In both colonoscopy and in navigation of the small intestine, it would be advantageous to have a device that enabled local ‘pull’ motion, i.e., if the device could pull itself forward locally, rather than having to be pushed at a far proximal and less effective location.
Methods have been suggested which create a force reaction location outside of the body. Others have been suggested which create a force reaction location—necessary to advance the endoscope—within the body, including local to the endoscope tip. Internal devices typically operate proximal to the tip's articulating section, which can be kinematically disadvantageous relative to being located distal to the articulating section.
Endoscopic devices have found it notably challenging to create methods to appropriately navigate through torturous geometries, particularly without undue colon wall stresses and subsequent mesocolon stretch. Steering kinematics are critical and have been an ongoing challenge—certainly for existing colonoscopes (which result in ‘looping’), but also to more effective next-generation devices.

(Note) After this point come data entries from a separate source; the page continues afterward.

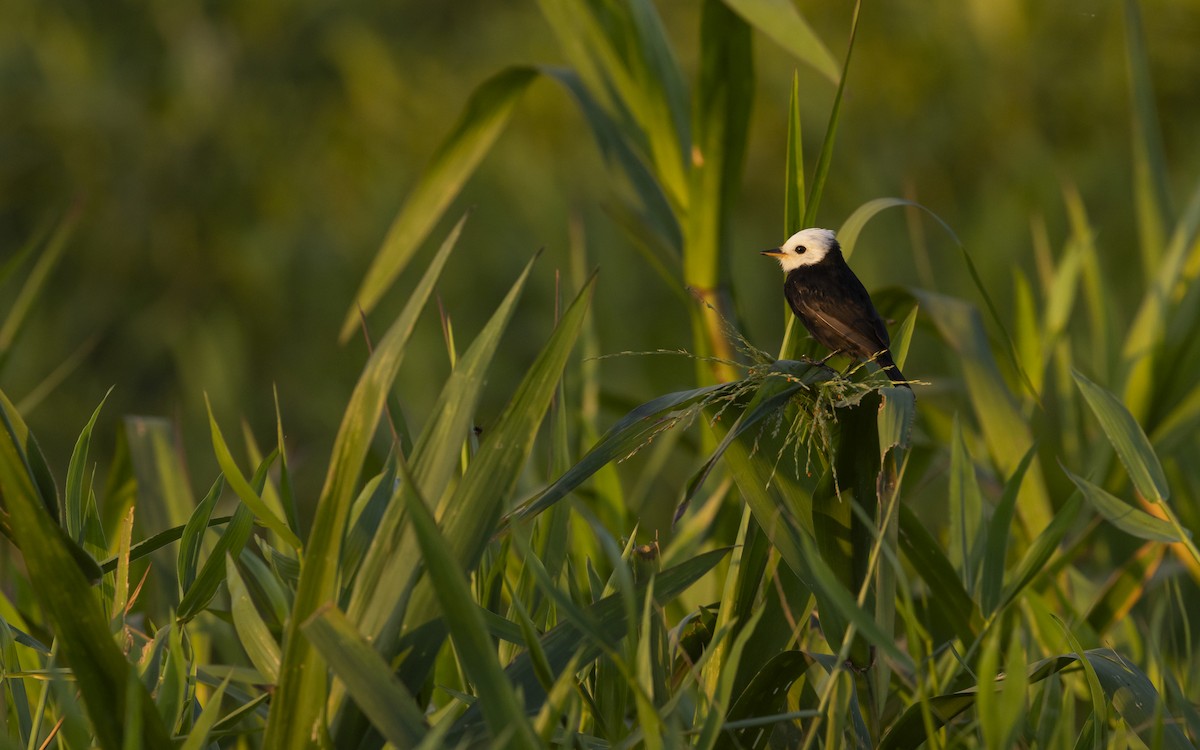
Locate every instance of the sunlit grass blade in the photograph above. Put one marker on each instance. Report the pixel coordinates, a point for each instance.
(1151, 195)
(241, 487)
(1005, 429)
(67, 599)
(252, 631)
(949, 603)
(498, 700)
(303, 688)
(780, 22)
(1125, 516)
(471, 516)
(367, 677)
(1127, 437)
(625, 437)
(76, 495)
(199, 735)
(481, 121)
(999, 534)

The systems proposed to-date have geometries that create suboptimal steering efficacies. When a propulsion element is substantially distal to the tip articulating section, it can be vectored in that direction when propelled. This can be highly advantageous relative to systems in which the propulsive element is located proximal to the articulating section. In this situation, disadvantageous kinematics are created when the tip is retroflexed and is pointing in one desired direction of advance and the system advance is attempted. The system does not move in the direction of the retroflexed tip, but rather in the direction of the system proximal to that section. When the system is coaxial, these directions are the same. However, should the tip be retroflexed back 180 degrees, the desired advance direction (i.e., tip pointing direction) and actual advance direction are 180 degrees apart. The driven section presumes a vector—typically an axial manner—with the steering tip only having efficacy as it relates to its interaction with luminal walls. In endoscopy, this wall interaction is undesirable—it creates unnecessary wall stress and trauma, and can be a significant contributor to gross wall distortion, known as looping. It would therefore be desirable to have system designs that enable more lumen-centric steering that can point the articulating section in a direction and move in that pointed direction as the unit is advanced through the colon's straights and curvatures.

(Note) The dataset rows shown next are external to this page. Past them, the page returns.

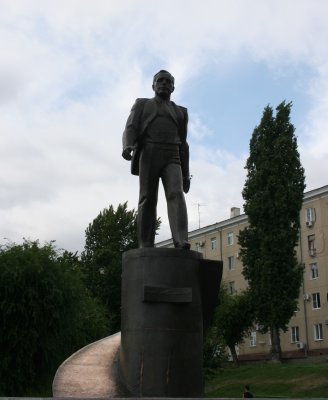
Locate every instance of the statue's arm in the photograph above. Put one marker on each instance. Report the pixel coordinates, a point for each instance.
(184, 153)
(131, 131)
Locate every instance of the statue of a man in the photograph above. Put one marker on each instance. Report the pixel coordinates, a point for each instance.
(155, 139)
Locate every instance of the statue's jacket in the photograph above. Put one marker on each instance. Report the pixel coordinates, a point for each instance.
(142, 114)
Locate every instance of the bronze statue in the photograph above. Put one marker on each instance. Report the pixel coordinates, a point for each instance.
(155, 134)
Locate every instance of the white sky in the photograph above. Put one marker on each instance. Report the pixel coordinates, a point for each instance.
(71, 70)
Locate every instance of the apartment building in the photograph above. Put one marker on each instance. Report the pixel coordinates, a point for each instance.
(307, 332)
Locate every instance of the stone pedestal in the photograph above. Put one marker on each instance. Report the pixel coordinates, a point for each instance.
(161, 352)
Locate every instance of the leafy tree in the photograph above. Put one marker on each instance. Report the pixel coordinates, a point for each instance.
(233, 319)
(273, 195)
(110, 234)
(46, 314)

Such kinematic enablement could be achieved through a novel, dedicated system. Alternatively, it could be enabled through a device that worked additive to existing endoscopes. This would be advantageous, in that it would utilize a vast installed base of advanced hardware, software, and training. Such ‘retrofit’ devices could potentially achieve scaled utilization in an accelerated manner.

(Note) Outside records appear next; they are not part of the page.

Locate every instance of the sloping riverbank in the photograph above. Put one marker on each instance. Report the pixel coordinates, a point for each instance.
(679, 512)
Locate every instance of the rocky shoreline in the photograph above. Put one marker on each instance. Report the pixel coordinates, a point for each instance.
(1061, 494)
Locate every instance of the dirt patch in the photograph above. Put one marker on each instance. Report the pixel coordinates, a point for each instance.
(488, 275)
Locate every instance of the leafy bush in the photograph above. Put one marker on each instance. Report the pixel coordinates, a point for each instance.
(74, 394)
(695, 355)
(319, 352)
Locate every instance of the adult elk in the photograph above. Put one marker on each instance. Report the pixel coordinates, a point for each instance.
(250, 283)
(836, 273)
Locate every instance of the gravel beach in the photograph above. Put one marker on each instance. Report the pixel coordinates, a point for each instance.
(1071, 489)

Devices to achieve these performance goals will often have challenges with optimal material selection. The desired structure can have a rare combination of requisite features: softness, strength, radial stiffness, low thickness, freedom from leaks, flex-crack resistance, puncture resistance, appropriate coefficient of friction, the potential for modifiable geometry as a function of length, and appropriate manufacturability and cost. Monolithic materials often prove insufficient at providing the variety of requisite specifications.